GAGNANT : The Districts
Ça fait des plombes qu’on les suit, et le camarade Maxime nous avait dit le plus grand bien de leur prestation à la Route du Rock. Bref, ce concert des Districts faisait partie des trucs qu’on ne voulait manquer sous aucun prétexte. Et pour faire simple, c’était comme sur disque, mais en mieux. Cette rage post-adolescente qui anime leur indie rock, elle s’est parfaitement traduite dans un concert où le groupe a tout donné, nous faisant presque croire que c’était la dernière fois qu’on les laisse maltraiter leur matériel sur une scène. Vite, une nouvelle date belge…
GAGNANT : FFS
Malgré un album excellent et une jolie place dans l’affiche, la paire Franz Ferdinand / Sparks a dû composer avec une concurrence assez rude : un peu avant, un peu après ou en même temps qu’eux, on pouvait aller voir Christine & the Queens, Ellie Goulding, The Soft Moon, Father John Misty ou la Fat White Family. Bref, on n’était pas trop à l’étroit dans l’immense Marquee.
On ne va pas s’en plaindre, mais on regrettera que l’un des concerts les plus chouettes du festival n’ait pas eu droit à une salle comble. Car l’alchimie entre les iconoclastes Américains et la machine de guerre écossaise est d’une efficacité incroyable.
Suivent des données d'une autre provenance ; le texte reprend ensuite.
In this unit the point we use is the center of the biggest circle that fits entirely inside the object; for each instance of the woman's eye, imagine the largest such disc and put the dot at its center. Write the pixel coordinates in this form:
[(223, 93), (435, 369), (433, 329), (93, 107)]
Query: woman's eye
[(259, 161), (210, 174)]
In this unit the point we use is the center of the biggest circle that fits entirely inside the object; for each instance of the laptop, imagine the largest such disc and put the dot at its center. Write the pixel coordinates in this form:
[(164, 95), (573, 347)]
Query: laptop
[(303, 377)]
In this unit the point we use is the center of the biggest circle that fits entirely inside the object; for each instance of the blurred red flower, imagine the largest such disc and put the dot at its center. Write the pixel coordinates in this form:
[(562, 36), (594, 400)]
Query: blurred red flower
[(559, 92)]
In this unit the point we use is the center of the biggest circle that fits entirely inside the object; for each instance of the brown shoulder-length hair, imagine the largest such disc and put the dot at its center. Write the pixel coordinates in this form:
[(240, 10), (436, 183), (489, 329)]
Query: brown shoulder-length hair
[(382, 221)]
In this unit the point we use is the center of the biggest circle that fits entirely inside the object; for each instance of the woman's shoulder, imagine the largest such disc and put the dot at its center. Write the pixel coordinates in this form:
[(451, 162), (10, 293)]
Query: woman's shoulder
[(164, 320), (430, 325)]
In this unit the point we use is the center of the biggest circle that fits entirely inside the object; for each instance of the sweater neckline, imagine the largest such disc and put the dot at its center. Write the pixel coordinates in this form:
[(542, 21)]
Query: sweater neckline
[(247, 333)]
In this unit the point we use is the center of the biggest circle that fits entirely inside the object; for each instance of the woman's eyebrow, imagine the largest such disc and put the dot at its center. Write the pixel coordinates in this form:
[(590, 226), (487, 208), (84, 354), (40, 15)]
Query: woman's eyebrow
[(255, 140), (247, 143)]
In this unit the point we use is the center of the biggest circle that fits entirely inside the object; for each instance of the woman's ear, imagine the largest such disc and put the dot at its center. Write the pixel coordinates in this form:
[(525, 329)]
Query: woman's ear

Il faut dire que la formule consistant à entrecouper les meilleurs singles de l’album de quelques uns des plus gros tubes des répertoires respectifs, c’est la garantie d’un souk pas possible. Et puis il y a quelque chose d’incroyablement attachant à voir Alex Kapranos et les siens jouer les choristes de luxe sur les plus grands tubes de Sparks, et d’extrêmement comique (mais dans le sens le plus positif du terme) à voir Ron Mael se démener comme un beau diable sur « Michael » ou « Take Me Out » - et probablement espérer que les coutures de sa chirurgie esthétique ne pètent pas à cause de tous ces mouvements.